あの夏の季節が僕に未来をくれた



「あ、青木!

今日いつものとこでな?」


そう佐伯に声をかけられて、俺は特に気にすることもなく、おぉと返事をした。


最近、帰りにあの公園で話をするのは定番みたいなもので。


だから佐伯の誘いも、いつものものだと思っていたから。


それに、昨日の話も佐伯に聞いてもらいたかったのもある。


ほんとは誰にも言いたくない内容のはずなのに、なぜか佐伯には話せるような気がした。




放課後――


いつもの公園に着くと、佐伯はまだ来ていなかった。


だんだん気温が上がり、初夏の爽やかな暑さから、夏本番のうだるような暑さに変わりつつある。

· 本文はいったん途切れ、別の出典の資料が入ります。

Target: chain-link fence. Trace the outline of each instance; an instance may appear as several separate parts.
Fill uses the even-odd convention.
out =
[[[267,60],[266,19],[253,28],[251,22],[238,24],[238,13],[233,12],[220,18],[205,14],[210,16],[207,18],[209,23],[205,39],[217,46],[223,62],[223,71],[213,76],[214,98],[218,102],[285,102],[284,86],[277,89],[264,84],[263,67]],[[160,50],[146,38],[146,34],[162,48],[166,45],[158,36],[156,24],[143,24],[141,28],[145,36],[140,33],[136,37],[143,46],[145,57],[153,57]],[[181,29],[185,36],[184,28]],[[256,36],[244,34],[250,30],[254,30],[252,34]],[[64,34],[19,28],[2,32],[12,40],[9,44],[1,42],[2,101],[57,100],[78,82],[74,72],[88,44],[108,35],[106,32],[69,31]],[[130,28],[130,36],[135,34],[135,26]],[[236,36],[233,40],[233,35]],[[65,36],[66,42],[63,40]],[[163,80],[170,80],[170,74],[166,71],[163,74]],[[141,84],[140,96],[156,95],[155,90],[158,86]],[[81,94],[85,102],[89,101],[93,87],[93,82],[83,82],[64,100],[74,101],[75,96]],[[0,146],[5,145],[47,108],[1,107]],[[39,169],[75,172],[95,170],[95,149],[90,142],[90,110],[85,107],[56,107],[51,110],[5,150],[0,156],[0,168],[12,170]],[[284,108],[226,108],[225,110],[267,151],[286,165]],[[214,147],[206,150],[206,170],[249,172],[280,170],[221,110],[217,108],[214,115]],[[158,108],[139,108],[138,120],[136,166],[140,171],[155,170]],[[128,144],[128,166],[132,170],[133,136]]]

額から流れる汗を拭いながら、近くの自動販売機に飲み物を買いに走った。


あいつもきっと喉が渇いてるだろうから、買っといてやろう。


炭酸のジュースを2本買うと、いつものベンチを振り返った。


「青木!お待たせ」


佐伯がちょうど来たとこみたいでそう言いながら手をひらひらと振っている。


急いで駆け寄ると、佐伯にさっき買ったばかりの冷えた炭酸飲料を手渡した。